Der zweite zentrale Faktor ist das gelöste Henne-Ei-Problem. Ein Marktplatz funktioniert nicht, wenn er leer ist – egal wie gut er technisch gebaut wurde. Die erfolgreichsten Plattformen haben ihre ersten 100 Anbieter persönlich an Bord geholt, bevor sie eine einzige Anzeige für Nachfrager geschaltet haben. Diese Reihenfolge ist nicht verhandelbar.

Amazon ist der weltweit größte Online-Marktplatz und bietet eine breite Produktpalette, die von Elektronik über Mode bis hin zu Haushaltswaren reicht. Die Plattform zeichnet sich durch eine benutzerfreundliche Oberfläche und einen effizienten Bestellprozess aus.

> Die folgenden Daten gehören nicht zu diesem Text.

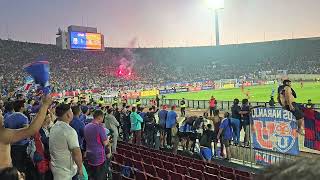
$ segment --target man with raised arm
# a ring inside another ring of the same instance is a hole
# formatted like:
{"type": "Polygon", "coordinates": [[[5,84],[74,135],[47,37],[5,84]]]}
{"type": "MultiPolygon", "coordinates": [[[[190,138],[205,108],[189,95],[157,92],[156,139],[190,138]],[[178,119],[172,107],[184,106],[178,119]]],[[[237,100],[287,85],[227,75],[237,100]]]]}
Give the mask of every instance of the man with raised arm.
{"type": "Polygon", "coordinates": [[[44,96],[42,98],[42,106],[35,119],[31,122],[30,126],[21,129],[4,128],[3,116],[2,112],[0,112],[0,170],[12,166],[10,145],[22,139],[28,138],[39,131],[43,121],[45,120],[47,110],[51,103],[51,96],[44,96]]]}

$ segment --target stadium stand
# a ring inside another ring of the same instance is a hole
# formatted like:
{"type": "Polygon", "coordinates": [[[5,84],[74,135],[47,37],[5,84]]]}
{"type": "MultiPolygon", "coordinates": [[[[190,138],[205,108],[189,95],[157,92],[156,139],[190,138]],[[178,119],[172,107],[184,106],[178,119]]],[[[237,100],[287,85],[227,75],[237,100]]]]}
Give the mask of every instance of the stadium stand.
{"type": "Polygon", "coordinates": [[[125,49],[121,48],[83,52],[61,50],[53,45],[0,40],[0,88],[10,91],[22,86],[26,74],[21,67],[39,57],[50,62],[54,91],[112,89],[127,85],[141,88],[162,82],[240,76],[257,78],[262,70],[320,73],[319,45],[319,39],[309,38],[214,48],[138,48],[132,49],[133,57],[126,57],[125,49]],[[127,58],[133,64],[129,79],[116,73],[121,58],[127,58]]]}

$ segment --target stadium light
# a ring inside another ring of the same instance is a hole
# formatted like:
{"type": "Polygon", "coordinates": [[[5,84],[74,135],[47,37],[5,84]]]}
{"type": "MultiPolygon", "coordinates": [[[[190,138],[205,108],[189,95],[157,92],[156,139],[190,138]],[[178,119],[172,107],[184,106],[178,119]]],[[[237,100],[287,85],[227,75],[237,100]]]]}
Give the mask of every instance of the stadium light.
{"type": "Polygon", "coordinates": [[[206,0],[207,6],[210,10],[214,11],[215,29],[216,29],[216,46],[220,45],[220,32],[219,32],[219,10],[224,9],[224,0],[206,0]]]}

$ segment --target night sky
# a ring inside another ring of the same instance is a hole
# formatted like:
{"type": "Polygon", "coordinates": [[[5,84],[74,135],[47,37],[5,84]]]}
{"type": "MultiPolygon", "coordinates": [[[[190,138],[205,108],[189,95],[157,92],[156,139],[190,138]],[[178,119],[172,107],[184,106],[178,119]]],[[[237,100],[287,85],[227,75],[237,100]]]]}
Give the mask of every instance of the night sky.
{"type": "MultiPolygon", "coordinates": [[[[205,0],[1,0],[0,38],[55,43],[58,27],[97,27],[105,45],[199,46],[214,42],[205,0]]],[[[320,36],[319,0],[225,0],[221,44],[320,36]]]]}

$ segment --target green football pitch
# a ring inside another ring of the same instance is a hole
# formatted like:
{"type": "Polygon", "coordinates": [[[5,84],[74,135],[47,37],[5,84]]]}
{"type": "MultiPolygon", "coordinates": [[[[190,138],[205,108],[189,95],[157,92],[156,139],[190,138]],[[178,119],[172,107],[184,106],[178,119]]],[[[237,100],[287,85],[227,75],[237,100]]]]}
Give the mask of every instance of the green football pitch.
{"type": "MultiPolygon", "coordinates": [[[[306,82],[301,87],[300,83],[293,83],[293,89],[297,93],[297,102],[306,103],[308,99],[312,99],[313,103],[320,103],[320,83],[319,82],[306,82]]],[[[249,100],[251,102],[268,102],[272,90],[275,90],[275,101],[277,96],[278,85],[261,85],[245,87],[243,91],[240,88],[232,89],[219,89],[219,90],[206,90],[199,92],[185,92],[165,95],[166,99],[188,99],[188,100],[208,100],[214,96],[220,101],[233,101],[234,98],[246,98],[246,92],[249,92],[249,100]]]]}

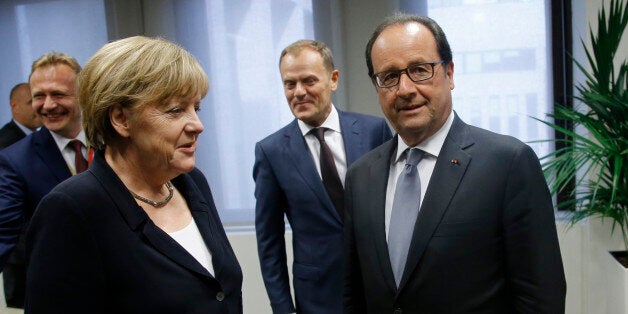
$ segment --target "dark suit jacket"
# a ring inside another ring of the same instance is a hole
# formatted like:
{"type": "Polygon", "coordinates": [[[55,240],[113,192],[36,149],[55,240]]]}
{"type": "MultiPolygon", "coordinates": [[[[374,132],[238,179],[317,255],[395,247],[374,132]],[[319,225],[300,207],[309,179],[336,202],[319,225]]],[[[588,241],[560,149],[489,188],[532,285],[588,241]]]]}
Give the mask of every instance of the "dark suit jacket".
{"type": "Polygon", "coordinates": [[[195,169],[172,183],[212,254],[214,276],[153,224],[98,153],[31,220],[26,313],[242,313],[242,271],[207,181],[195,169]]]}
{"type": "Polygon", "coordinates": [[[0,270],[10,306],[24,304],[23,235],[28,221],[44,195],[71,175],[44,127],[0,150],[0,270]]]}
{"type": "MultiPolygon", "coordinates": [[[[347,164],[391,137],[382,118],[338,114],[347,164]]],[[[325,191],[297,120],[257,143],[253,178],[258,253],[273,311],[295,311],[286,263],[286,215],[292,228],[298,312],[341,313],[342,218],[325,191]]]]}
{"type": "Polygon", "coordinates": [[[384,230],[396,144],[395,137],[347,173],[346,312],[564,313],[565,277],[538,158],[520,141],[457,116],[397,289],[384,230]]]}
{"type": "Polygon", "coordinates": [[[3,149],[26,136],[15,121],[11,120],[0,129],[0,149],[3,149]]]}

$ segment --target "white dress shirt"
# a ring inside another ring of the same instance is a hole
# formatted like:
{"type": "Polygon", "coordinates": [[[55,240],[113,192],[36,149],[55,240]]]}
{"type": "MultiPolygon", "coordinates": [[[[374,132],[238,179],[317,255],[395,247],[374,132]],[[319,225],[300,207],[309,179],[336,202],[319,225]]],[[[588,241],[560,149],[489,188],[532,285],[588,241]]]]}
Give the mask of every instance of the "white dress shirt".
{"type": "MultiPolygon", "coordinates": [[[[314,134],[309,133],[316,127],[308,125],[301,120],[297,120],[297,123],[299,124],[299,129],[301,129],[301,134],[305,137],[307,146],[310,148],[312,158],[314,158],[316,171],[318,171],[318,175],[322,180],[323,175],[321,174],[320,161],[321,144],[318,142],[318,139],[316,139],[314,134]]],[[[342,131],[340,130],[340,118],[338,116],[338,111],[336,111],[336,107],[334,107],[333,104],[331,105],[331,112],[329,113],[327,120],[325,120],[320,127],[328,129],[325,131],[325,143],[327,143],[327,146],[331,149],[331,153],[334,155],[336,170],[338,170],[338,176],[340,177],[340,181],[344,187],[345,175],[347,174],[347,154],[345,152],[344,140],[342,139],[342,131]]]]}
{"type": "MultiPolygon", "coordinates": [[[[449,117],[445,121],[445,124],[434,135],[428,137],[425,141],[419,143],[415,148],[418,148],[425,152],[423,159],[417,165],[419,178],[421,180],[421,204],[423,204],[423,196],[430,184],[430,178],[434,167],[436,166],[436,158],[440,153],[445,138],[449,133],[451,124],[454,121],[453,111],[449,113],[449,117]]],[[[388,172],[388,185],[386,186],[386,212],[385,212],[385,226],[386,226],[386,240],[388,240],[388,228],[390,227],[390,215],[392,213],[393,202],[395,200],[395,189],[397,188],[397,179],[403,171],[406,163],[405,154],[403,152],[408,148],[408,145],[397,136],[397,153],[393,155],[390,161],[390,170],[388,172]],[[403,154],[403,156],[402,156],[403,154]]],[[[423,207],[423,205],[421,205],[423,207]]]]}

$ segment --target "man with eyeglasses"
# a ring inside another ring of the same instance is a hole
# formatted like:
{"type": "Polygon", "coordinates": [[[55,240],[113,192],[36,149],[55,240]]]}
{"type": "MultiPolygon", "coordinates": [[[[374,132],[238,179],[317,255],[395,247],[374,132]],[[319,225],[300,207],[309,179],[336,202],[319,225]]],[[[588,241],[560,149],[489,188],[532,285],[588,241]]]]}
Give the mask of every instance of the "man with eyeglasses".
{"type": "Polygon", "coordinates": [[[345,313],[564,313],[566,283],[539,160],[452,110],[436,22],[397,14],[366,47],[397,135],[346,177],[345,313]]]}

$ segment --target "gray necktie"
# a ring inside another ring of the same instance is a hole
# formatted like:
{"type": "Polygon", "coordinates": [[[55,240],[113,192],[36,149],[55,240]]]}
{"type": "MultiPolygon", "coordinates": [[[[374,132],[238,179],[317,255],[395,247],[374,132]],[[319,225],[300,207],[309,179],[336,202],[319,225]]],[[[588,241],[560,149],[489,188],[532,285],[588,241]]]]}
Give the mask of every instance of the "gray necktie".
{"type": "Polygon", "coordinates": [[[406,166],[397,179],[390,225],[388,227],[388,255],[399,286],[406,267],[414,224],[421,207],[421,181],[416,165],[423,158],[418,148],[406,150],[406,166]]]}

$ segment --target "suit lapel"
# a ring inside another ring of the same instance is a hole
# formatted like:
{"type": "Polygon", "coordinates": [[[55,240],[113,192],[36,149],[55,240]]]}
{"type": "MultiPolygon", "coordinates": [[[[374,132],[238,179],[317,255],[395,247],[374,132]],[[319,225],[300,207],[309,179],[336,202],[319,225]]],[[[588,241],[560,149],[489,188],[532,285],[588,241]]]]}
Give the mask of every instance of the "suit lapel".
{"type": "Polygon", "coordinates": [[[304,184],[309,186],[312,192],[319,199],[321,204],[333,215],[338,222],[341,222],[340,216],[334,208],[323,181],[316,171],[316,165],[312,159],[312,153],[301,134],[301,130],[297,125],[296,120],[292,121],[290,128],[284,133],[286,137],[286,143],[284,146],[284,154],[288,157],[288,160],[292,160],[295,168],[303,178],[304,184]]]}
{"type": "Polygon", "coordinates": [[[374,159],[369,169],[369,189],[368,196],[370,208],[367,210],[369,215],[369,230],[373,230],[373,239],[375,251],[377,252],[377,260],[381,273],[384,274],[386,284],[392,291],[397,289],[395,277],[390,265],[388,256],[388,243],[386,242],[386,224],[385,224],[385,208],[386,208],[386,187],[388,185],[388,173],[390,172],[390,159],[392,154],[397,150],[397,136],[382,145],[381,154],[374,159]]]}
{"type": "Polygon", "coordinates": [[[410,274],[423,257],[427,244],[447,211],[449,203],[471,162],[471,156],[464,151],[473,144],[473,141],[468,137],[467,128],[468,126],[456,115],[423,197],[399,290],[403,288],[410,274]]]}
{"type": "Polygon", "coordinates": [[[2,128],[3,130],[7,130],[7,136],[15,139],[22,139],[26,137],[26,133],[20,129],[20,127],[15,123],[14,120],[11,120],[6,127],[2,128]]]}
{"type": "MultiPolygon", "coordinates": [[[[198,191],[195,191],[195,184],[186,175],[180,175],[172,180],[174,186],[179,190],[183,198],[188,201],[190,212],[196,223],[201,237],[212,253],[212,258],[216,258],[216,243],[212,241],[215,238],[209,227],[209,216],[207,213],[207,203],[198,191]]],[[[205,269],[187,250],[185,250],[177,241],[170,237],[165,231],[157,227],[150,219],[146,219],[142,233],[159,252],[167,256],[177,264],[200,274],[204,277],[211,278],[209,271],[205,269]]],[[[220,263],[218,263],[220,265],[220,263]]]]}
{"type": "Polygon", "coordinates": [[[343,111],[338,110],[338,117],[340,119],[340,129],[342,130],[342,140],[345,145],[347,168],[349,168],[354,161],[366,153],[363,137],[361,136],[363,130],[357,119],[343,111]]]}
{"type": "MultiPolygon", "coordinates": [[[[185,185],[185,193],[186,200],[188,200],[188,206],[190,207],[190,211],[192,212],[192,216],[194,217],[194,222],[198,227],[199,232],[201,233],[201,237],[205,242],[205,245],[209,249],[209,252],[212,255],[212,267],[214,268],[214,277],[218,277],[225,266],[224,259],[228,256],[228,252],[225,251],[224,244],[221,244],[217,241],[217,239],[221,238],[220,230],[216,229],[218,225],[212,225],[210,223],[211,217],[211,207],[214,206],[213,203],[207,202],[205,196],[198,190],[196,184],[192,181],[189,176],[178,178],[185,185]],[[185,179],[185,180],[184,180],[185,179]]],[[[183,192],[182,192],[183,193],[183,192]]],[[[215,208],[214,208],[215,211],[215,208]]],[[[190,256],[191,257],[191,256],[190,256]]],[[[209,272],[201,265],[194,260],[195,265],[191,265],[194,267],[197,272],[205,274],[209,276],[209,272]]]]}
{"type": "MultiPolygon", "coordinates": [[[[111,196],[111,200],[116,209],[120,212],[131,230],[140,232],[144,236],[145,241],[175,263],[205,277],[211,277],[209,272],[201,266],[192,255],[148,218],[148,215],[137,205],[122,181],[120,181],[118,176],[109,165],[107,165],[102,156],[102,152],[95,154],[92,167],[89,168],[88,171],[94,173],[96,179],[101,183],[102,188],[111,196]]],[[[214,253],[210,245],[213,243],[208,241],[208,238],[211,239],[212,237],[209,235],[210,232],[207,231],[209,228],[207,226],[209,220],[207,219],[207,213],[202,213],[203,197],[196,191],[190,192],[193,183],[186,175],[181,175],[173,179],[172,182],[186,200],[190,200],[190,197],[194,197],[194,201],[189,202],[190,210],[192,211],[194,221],[197,222],[201,236],[207,242],[213,256],[216,253],[214,253]],[[199,213],[199,211],[201,211],[201,213],[199,213]]]]}
{"type": "MultiPolygon", "coordinates": [[[[195,219],[196,220],[196,219],[195,219]]],[[[200,228],[199,228],[200,230],[200,228]]],[[[175,263],[205,277],[211,277],[209,272],[199,264],[177,241],[161,230],[151,220],[147,220],[142,233],[155,249],[167,256],[175,263]]]]}
{"type": "Polygon", "coordinates": [[[59,182],[72,176],[52,134],[45,127],[33,134],[34,150],[59,182]]]}

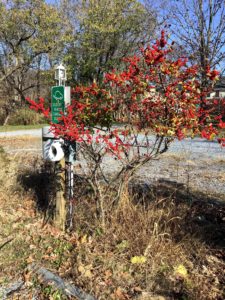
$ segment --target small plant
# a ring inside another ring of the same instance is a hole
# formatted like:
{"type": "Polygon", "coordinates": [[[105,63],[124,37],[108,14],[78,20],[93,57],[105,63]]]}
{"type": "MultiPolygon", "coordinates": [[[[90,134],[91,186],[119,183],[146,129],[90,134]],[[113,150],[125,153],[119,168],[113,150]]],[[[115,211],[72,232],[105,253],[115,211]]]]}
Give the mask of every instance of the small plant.
{"type": "Polygon", "coordinates": [[[60,290],[54,290],[52,286],[46,286],[43,289],[44,296],[47,296],[49,300],[65,300],[66,296],[60,290]]]}
{"type": "Polygon", "coordinates": [[[37,125],[45,123],[45,118],[28,108],[15,111],[9,118],[8,125],[37,125]]]}
{"type": "Polygon", "coordinates": [[[2,154],[5,154],[5,150],[4,150],[4,148],[2,147],[2,146],[0,146],[0,154],[2,155],[2,154]]]}

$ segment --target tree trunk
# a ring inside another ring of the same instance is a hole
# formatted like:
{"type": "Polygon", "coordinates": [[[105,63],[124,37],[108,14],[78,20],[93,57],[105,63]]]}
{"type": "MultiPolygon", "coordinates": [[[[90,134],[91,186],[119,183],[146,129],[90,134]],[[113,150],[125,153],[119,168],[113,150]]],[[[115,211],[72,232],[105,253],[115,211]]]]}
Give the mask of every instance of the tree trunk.
{"type": "Polygon", "coordinates": [[[9,117],[10,117],[10,114],[8,114],[5,118],[5,121],[3,123],[3,126],[6,126],[8,124],[8,121],[9,121],[9,117]]]}

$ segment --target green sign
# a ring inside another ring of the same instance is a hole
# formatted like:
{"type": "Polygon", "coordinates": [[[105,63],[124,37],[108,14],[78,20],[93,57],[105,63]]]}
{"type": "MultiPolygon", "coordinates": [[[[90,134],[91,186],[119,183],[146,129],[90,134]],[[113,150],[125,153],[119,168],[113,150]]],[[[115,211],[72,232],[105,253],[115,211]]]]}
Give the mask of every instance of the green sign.
{"type": "Polygon", "coordinates": [[[65,110],[64,86],[53,86],[51,98],[52,123],[59,123],[60,112],[64,112],[65,110]]]}

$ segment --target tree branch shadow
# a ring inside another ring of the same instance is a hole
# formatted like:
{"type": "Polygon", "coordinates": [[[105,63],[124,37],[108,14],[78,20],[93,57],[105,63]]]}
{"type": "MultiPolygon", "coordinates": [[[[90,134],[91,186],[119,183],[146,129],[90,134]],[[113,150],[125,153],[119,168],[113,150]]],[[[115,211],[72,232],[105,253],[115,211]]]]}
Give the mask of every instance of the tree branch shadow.
{"type": "Polygon", "coordinates": [[[221,198],[190,191],[184,184],[163,178],[152,184],[132,182],[130,193],[134,203],[146,208],[153,202],[159,207],[172,202],[174,215],[181,216],[179,232],[175,229],[173,238],[179,242],[186,234],[193,235],[225,260],[225,202],[221,198]]]}

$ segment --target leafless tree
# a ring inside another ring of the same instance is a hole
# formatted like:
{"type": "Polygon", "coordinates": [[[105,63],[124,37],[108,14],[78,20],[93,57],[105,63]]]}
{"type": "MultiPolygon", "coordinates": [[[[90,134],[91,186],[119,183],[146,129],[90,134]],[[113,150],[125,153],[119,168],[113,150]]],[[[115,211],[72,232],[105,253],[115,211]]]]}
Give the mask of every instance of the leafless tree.
{"type": "Polygon", "coordinates": [[[225,1],[172,0],[169,6],[173,37],[201,67],[204,86],[207,65],[225,70],[225,1]]]}

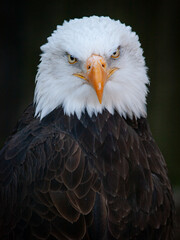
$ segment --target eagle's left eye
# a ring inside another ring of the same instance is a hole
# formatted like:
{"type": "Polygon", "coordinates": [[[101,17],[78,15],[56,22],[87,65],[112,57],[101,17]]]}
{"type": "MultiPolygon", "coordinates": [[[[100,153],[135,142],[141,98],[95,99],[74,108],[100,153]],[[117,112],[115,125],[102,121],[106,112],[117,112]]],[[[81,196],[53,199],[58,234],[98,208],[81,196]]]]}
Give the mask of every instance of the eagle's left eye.
{"type": "Polygon", "coordinates": [[[120,56],[120,50],[119,50],[119,48],[117,48],[117,50],[113,52],[111,57],[112,58],[118,58],[119,56],[120,56]]]}
{"type": "Polygon", "coordinates": [[[77,62],[77,58],[73,57],[72,55],[68,54],[68,61],[70,64],[74,64],[77,62]]]}

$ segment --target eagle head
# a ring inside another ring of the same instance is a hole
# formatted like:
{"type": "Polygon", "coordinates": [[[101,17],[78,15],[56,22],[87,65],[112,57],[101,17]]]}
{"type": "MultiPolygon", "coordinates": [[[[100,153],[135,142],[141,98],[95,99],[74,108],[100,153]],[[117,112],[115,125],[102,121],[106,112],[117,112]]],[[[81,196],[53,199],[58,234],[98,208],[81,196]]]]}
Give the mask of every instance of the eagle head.
{"type": "Polygon", "coordinates": [[[104,109],[146,115],[147,68],[131,27],[109,17],[65,21],[41,50],[34,96],[40,119],[59,106],[78,118],[104,109]]]}

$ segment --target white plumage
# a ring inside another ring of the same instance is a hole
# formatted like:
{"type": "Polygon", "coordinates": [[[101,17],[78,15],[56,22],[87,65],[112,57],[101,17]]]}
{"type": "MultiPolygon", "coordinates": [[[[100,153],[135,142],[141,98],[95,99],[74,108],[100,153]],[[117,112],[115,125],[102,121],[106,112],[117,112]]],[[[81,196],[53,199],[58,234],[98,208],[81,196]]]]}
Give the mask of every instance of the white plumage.
{"type": "Polygon", "coordinates": [[[41,47],[42,56],[36,76],[34,102],[36,116],[41,119],[59,106],[67,115],[87,110],[91,116],[107,109],[121,116],[146,115],[149,83],[143,51],[131,27],[109,17],[84,17],[57,26],[48,43],[41,47]],[[120,47],[120,56],[111,55],[120,47]],[[77,59],[69,64],[68,54],[77,59]],[[73,74],[86,73],[87,59],[102,56],[107,69],[118,68],[105,84],[102,103],[95,90],[84,79],[73,74]]]}

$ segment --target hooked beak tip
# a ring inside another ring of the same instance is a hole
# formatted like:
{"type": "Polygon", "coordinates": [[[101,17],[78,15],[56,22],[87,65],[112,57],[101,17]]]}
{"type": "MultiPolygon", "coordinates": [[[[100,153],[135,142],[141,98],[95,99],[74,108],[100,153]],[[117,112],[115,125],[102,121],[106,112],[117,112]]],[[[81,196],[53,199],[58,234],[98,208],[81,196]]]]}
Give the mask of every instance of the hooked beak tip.
{"type": "Polygon", "coordinates": [[[106,62],[103,57],[93,54],[87,60],[87,73],[75,73],[74,76],[86,80],[94,88],[99,103],[102,104],[104,86],[109,77],[119,68],[106,69],[106,62]]]}

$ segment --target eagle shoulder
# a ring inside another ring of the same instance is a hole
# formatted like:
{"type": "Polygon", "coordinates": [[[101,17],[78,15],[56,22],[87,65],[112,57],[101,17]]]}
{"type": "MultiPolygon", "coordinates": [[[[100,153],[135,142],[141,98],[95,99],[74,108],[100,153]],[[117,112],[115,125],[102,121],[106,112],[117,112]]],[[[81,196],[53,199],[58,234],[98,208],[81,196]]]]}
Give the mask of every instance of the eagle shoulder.
{"type": "Polygon", "coordinates": [[[23,115],[0,151],[0,236],[11,239],[19,232],[26,236],[32,228],[31,234],[39,238],[53,228],[54,236],[80,239],[91,221],[84,215],[94,205],[91,187],[98,188],[97,175],[89,170],[72,136],[54,123],[47,126],[35,119],[32,106],[23,115]],[[60,231],[59,224],[66,228],[60,231]]]}

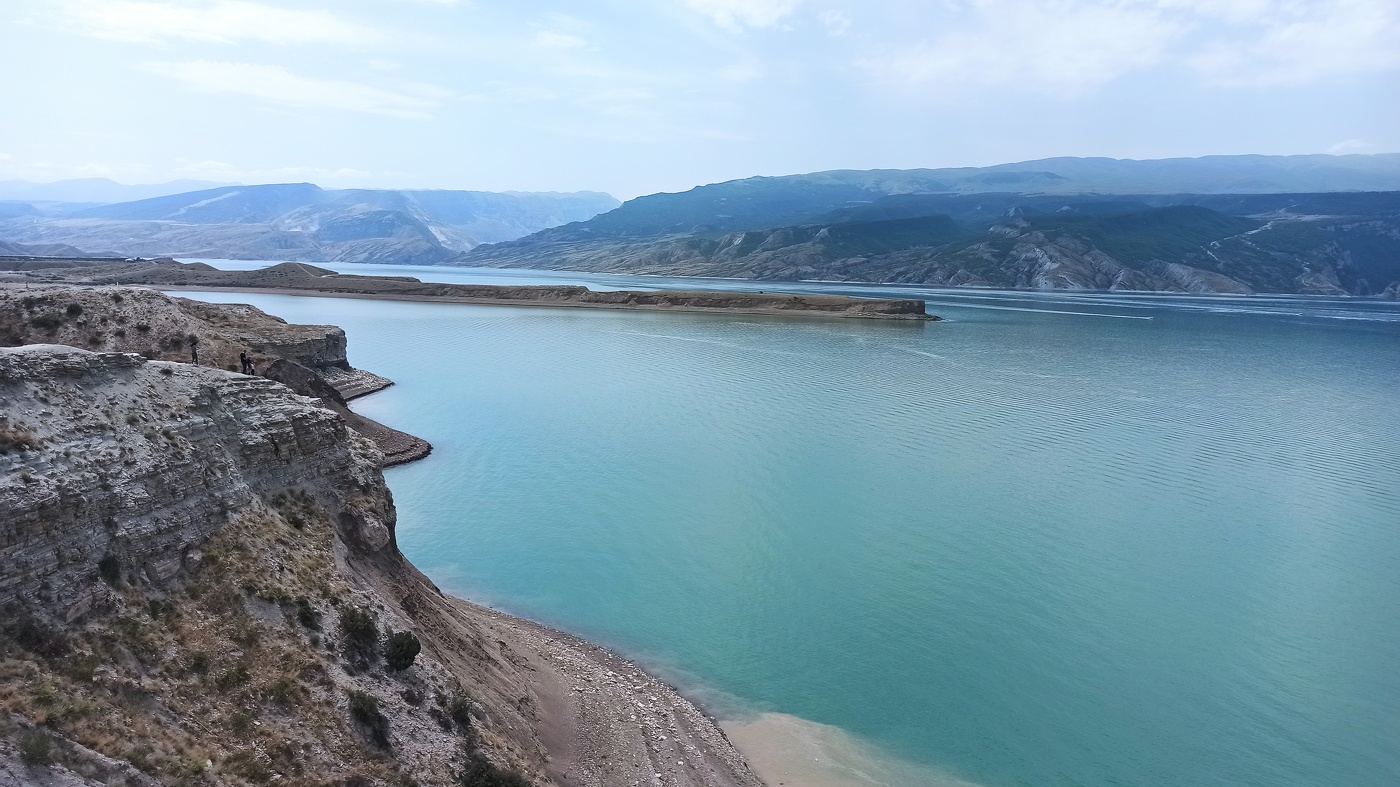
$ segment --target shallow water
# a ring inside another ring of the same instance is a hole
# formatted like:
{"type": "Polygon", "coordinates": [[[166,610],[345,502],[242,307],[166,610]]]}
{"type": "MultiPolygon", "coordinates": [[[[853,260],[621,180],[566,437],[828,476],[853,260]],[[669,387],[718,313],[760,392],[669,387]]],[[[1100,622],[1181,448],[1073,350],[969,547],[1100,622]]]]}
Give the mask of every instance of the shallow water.
{"type": "Polygon", "coordinates": [[[434,444],[387,476],[446,589],[722,712],[985,785],[1400,783],[1400,307],[788,289],[949,321],[200,297],[398,381],[356,409],[434,444]]]}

Amazon hat es geschafft, sich als Marktführer im E-Commerce zu etablieren, indem es eine Plattform schuf, die sowohl für Anbieter als auch für Käufer extrem nutzerfreundlich ist. Ein entscheidender Faktor war die Skalierbarkeit der technischen Infrastruktur, die kontinuierliche Expansion in neue Kategorien ermöglichte. Mit der Einführung von Amazon Prime wurde ein Abo-Modell etabliert, das wiederkehrende Einnahmen sichert und gleichzeitig die Kundenbindung erhöht. Der Fulfillment-Service (FBA) ermöglichte Verkäufern, ihre Logistik komplett auszulagern – ein Mehrwert, der Anbieter dauerhaft an die Plattform bindet. Der Fokus auf Kundenzufriedenheit und kurze Lieferzeiten bleibt bis heute ein zentraler Erfolgsfaktor.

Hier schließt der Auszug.